Florence-2 is a lightweight vision-language model open-sourced by Microsoft under the MIT license. The model demonstrates strong zero-shot and fine-tuning capabilities across tasks such as captioning, object detection, grounding, and segmentation. You can learn more about the capabilities of the pre-trained Florence model from our blog post.

Figure 1. Illustration showing the level of spatial hierarchy and semantic granularity expressed by each task. Source: Florence-2: Advancing a Unified Representation for a Variety of Vision Tasks.

Like other pre-trained foundational models, Florence-2 may lack domain-specific knowledge. For example, it may perform poorly with medical or satellite imagery. In such cases, fine-tuning with a custom dataset is necessary. This tutorial will show you how to fine-tune Florence-2 on object detection datasets to improve model performance for your specific use case. Let's dive in!

Figure 2 The result of Florence-2 inference on a validation subset of the custom dataset before fine-tuning.
Figure 3. The result of Florence-2 inference on a validation subset of the custom dataset after fine-tuning.

Getting Started

Before we fine-tune the Florence-2 model on a custom detection dataset, we need to properly configure our environment. This tutorial is accompanied by a notebook that you can open in a separate tab and follow along.

💡
Open the notebook that accompanies this guide.

Before we discuss the data format, model training, and evaluation, make sure your environment is GPU-accelerated. If you are using our Google Colab, ensure you have access to an NVIDIA L4 GPU by running the nvidia-smi command. If you encounter any issues, navigate to Edit -> Notebook settings -> Hardwar accelerator, set it to L4 GPU, and then click Save.

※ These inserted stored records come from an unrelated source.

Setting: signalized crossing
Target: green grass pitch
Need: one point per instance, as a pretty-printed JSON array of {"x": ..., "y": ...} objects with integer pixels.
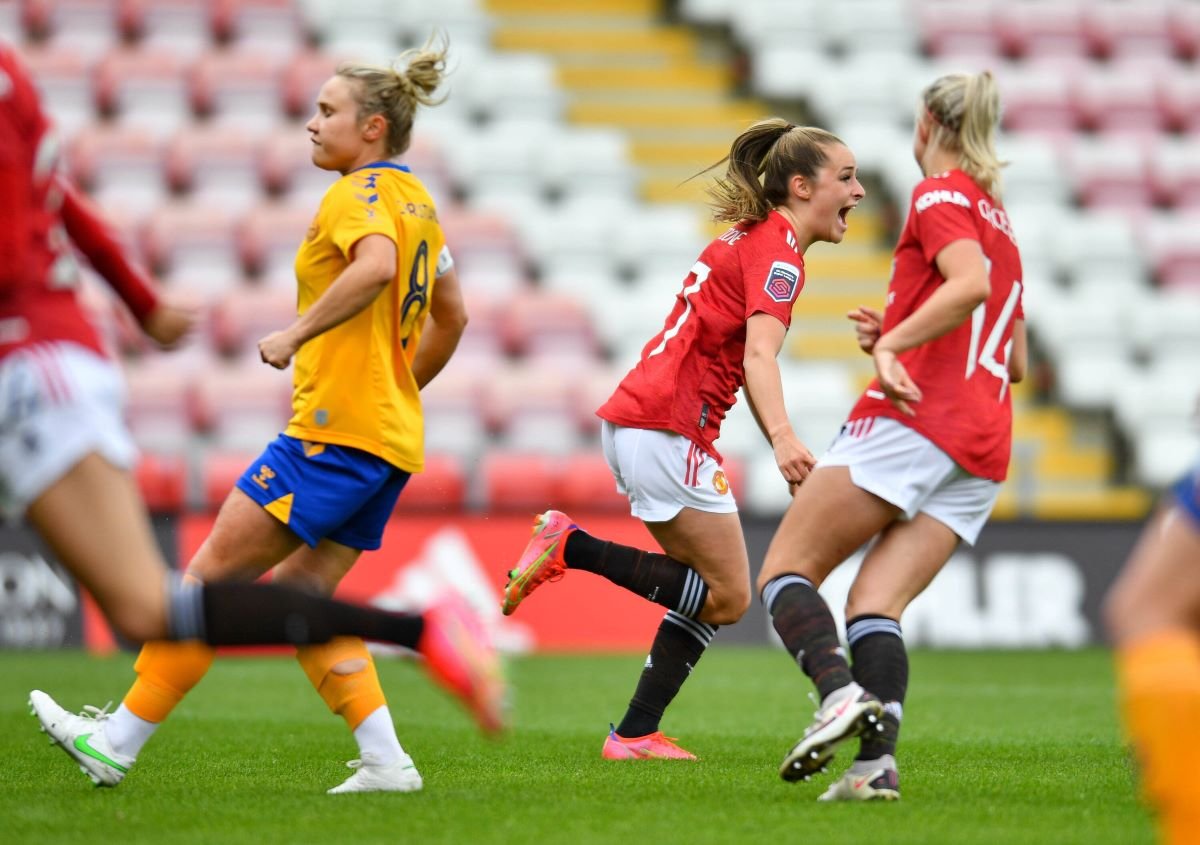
[{"x": 996, "y": 748}]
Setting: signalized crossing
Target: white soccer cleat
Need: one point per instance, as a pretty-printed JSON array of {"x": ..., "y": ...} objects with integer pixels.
[
  {"x": 874, "y": 780},
  {"x": 371, "y": 777},
  {"x": 846, "y": 713},
  {"x": 83, "y": 737}
]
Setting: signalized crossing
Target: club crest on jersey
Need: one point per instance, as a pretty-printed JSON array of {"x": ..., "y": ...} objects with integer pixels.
[
  {"x": 783, "y": 281},
  {"x": 720, "y": 484}
]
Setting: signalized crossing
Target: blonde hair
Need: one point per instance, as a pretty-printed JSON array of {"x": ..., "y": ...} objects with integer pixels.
[
  {"x": 965, "y": 109},
  {"x": 760, "y": 163},
  {"x": 396, "y": 91}
]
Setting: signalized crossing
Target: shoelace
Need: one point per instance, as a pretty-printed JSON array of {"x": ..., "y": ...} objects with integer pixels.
[{"x": 95, "y": 713}]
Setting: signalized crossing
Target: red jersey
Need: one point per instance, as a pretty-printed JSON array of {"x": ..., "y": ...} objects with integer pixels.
[
  {"x": 41, "y": 215},
  {"x": 966, "y": 407},
  {"x": 689, "y": 372}
]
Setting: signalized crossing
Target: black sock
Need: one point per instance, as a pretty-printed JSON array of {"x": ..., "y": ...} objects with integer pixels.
[
  {"x": 881, "y": 666},
  {"x": 808, "y": 630},
  {"x": 657, "y": 577},
  {"x": 677, "y": 648},
  {"x": 229, "y": 613}
]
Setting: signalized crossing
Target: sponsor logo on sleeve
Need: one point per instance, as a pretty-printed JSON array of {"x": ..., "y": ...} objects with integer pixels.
[
  {"x": 931, "y": 198},
  {"x": 783, "y": 281}
]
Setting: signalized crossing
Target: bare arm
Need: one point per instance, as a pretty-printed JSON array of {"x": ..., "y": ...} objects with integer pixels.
[
  {"x": 371, "y": 269},
  {"x": 765, "y": 395},
  {"x": 447, "y": 322},
  {"x": 961, "y": 264}
]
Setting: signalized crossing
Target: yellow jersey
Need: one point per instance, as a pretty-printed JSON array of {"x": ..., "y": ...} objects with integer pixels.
[{"x": 354, "y": 383}]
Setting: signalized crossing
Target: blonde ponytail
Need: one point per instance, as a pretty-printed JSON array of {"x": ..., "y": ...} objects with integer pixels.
[
  {"x": 760, "y": 163},
  {"x": 396, "y": 91},
  {"x": 965, "y": 108}
]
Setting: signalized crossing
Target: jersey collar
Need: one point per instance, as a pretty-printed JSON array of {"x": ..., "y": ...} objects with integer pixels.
[{"x": 389, "y": 165}]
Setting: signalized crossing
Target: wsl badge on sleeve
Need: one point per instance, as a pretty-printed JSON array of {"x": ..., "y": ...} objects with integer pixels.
[{"x": 781, "y": 281}]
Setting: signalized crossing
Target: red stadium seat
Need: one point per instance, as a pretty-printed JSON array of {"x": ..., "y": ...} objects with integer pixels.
[
  {"x": 1120, "y": 96},
  {"x": 245, "y": 315},
  {"x": 1036, "y": 100},
  {"x": 1125, "y": 29},
  {"x": 301, "y": 78},
  {"x": 156, "y": 408},
  {"x": 108, "y": 155},
  {"x": 523, "y": 481},
  {"x": 207, "y": 156},
  {"x": 515, "y": 393},
  {"x": 220, "y": 472},
  {"x": 949, "y": 27},
  {"x": 63, "y": 76},
  {"x": 1180, "y": 99},
  {"x": 241, "y": 406},
  {"x": 143, "y": 87},
  {"x": 1110, "y": 172},
  {"x": 269, "y": 237},
  {"x": 193, "y": 244},
  {"x": 1037, "y": 28},
  {"x": 587, "y": 484},
  {"x": 441, "y": 486},
  {"x": 480, "y": 238},
  {"x": 1175, "y": 172},
  {"x": 539, "y": 322},
  {"x": 168, "y": 19},
  {"x": 70, "y": 22},
  {"x": 162, "y": 480},
  {"x": 238, "y": 87},
  {"x": 246, "y": 22},
  {"x": 1185, "y": 27}
]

If you are running the code locally, you will also need an NVIDIA GPU with approximately 20GB VRAM. Depending on the amount of memory on your GPU, you may need to choose different hyperparameter values during training, especially the batch size.

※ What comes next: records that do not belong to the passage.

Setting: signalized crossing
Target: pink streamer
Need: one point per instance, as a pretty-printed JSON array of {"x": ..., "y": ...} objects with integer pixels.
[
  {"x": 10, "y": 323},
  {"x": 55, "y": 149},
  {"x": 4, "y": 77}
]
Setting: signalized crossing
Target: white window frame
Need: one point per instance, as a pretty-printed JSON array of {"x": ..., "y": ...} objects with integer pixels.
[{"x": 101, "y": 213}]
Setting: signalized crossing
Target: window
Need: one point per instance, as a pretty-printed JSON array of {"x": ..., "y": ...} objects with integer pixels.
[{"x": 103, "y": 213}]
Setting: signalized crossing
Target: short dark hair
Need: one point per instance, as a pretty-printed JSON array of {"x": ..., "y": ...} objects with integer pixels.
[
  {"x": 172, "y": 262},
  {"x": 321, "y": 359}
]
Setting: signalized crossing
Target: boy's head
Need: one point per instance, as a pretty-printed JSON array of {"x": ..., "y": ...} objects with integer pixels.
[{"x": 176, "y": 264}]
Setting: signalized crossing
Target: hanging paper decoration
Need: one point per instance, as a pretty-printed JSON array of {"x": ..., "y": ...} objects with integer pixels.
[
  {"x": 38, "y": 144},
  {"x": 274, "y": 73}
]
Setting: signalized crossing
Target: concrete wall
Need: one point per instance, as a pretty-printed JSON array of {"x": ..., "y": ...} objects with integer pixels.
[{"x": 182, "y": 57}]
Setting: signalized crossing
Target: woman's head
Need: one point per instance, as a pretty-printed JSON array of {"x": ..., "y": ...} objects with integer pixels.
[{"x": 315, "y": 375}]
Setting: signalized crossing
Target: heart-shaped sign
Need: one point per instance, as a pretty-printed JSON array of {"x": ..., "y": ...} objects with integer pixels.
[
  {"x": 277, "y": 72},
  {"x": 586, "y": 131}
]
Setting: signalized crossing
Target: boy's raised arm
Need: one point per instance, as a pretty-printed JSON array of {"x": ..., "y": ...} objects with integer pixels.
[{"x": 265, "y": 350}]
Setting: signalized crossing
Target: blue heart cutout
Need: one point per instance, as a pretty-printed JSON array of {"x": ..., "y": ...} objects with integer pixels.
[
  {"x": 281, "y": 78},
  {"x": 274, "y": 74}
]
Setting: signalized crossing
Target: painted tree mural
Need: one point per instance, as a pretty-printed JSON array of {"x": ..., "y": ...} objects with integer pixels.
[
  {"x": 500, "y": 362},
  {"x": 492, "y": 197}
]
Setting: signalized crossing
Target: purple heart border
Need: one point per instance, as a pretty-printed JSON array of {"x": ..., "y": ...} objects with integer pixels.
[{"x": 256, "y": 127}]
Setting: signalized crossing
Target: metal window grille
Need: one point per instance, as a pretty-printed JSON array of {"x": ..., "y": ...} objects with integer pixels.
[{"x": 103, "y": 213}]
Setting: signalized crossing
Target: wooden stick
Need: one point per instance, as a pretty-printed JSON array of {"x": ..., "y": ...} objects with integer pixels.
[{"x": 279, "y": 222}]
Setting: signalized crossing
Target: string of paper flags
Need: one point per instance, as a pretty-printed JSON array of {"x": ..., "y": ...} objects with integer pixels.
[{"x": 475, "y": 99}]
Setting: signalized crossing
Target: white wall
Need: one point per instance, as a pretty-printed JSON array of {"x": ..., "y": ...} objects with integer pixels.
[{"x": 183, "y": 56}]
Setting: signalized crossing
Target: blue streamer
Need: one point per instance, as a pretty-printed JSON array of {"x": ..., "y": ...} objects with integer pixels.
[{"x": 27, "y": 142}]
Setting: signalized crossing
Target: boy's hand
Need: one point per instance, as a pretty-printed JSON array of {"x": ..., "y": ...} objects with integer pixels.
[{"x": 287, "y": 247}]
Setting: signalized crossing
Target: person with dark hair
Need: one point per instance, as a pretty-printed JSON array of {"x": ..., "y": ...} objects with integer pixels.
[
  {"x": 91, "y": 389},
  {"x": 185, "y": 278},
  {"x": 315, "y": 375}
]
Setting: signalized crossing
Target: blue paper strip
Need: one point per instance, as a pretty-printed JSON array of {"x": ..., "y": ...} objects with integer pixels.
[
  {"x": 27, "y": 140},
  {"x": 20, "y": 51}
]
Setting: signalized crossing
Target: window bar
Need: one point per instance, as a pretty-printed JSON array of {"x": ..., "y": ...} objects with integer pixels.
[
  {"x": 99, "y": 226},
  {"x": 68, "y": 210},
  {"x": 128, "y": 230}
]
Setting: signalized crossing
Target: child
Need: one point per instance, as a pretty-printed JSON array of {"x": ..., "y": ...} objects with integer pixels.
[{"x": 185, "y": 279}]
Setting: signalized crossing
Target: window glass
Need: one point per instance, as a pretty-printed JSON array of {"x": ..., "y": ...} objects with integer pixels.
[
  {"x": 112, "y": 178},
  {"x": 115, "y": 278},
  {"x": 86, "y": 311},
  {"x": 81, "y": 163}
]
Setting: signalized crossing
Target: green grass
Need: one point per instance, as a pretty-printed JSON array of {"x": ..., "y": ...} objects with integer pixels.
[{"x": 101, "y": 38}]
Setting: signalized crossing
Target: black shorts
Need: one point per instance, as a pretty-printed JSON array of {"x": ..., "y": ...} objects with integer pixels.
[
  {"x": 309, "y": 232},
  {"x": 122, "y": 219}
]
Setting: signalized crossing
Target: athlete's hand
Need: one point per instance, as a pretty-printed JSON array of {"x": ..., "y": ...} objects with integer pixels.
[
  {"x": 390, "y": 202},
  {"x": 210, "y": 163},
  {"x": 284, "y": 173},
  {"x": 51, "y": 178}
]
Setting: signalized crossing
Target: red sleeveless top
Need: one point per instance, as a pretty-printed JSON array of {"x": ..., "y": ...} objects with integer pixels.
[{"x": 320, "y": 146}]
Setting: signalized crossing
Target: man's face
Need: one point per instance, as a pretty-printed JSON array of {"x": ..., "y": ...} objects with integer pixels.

Additionally, we will need to set the values of two secrets: the HuggingFace token, to download the pre-trained model, and the Roboflow API key, to download the object detection dataset.

Open your HuggingFace settings page, click Access Tokens, then New Token to generate a new token. To get the Roboflow API key, go to your Roboflow settings page, and click Copy settings. This will place your private key in the clipboard. If you are using Google Colab, go to the left pane and click on Secrets (🔑).

Figure 4. Properly configured secrets in Google Colab.

Then store the HuggingFace Access Token under the name HF_TOKEN and store the Roboflow API Key under the name ROBOFLOW_API_KEY. If you are running the code locally, simply export the values of these secrets as environment variables.

Florence-2 Dataset Format

In this example, I'll fine-tune Florence-2 on a dataset of poker cards - one of the datasets belonging to Roboflow 100. We'll use the roboflow package to download it.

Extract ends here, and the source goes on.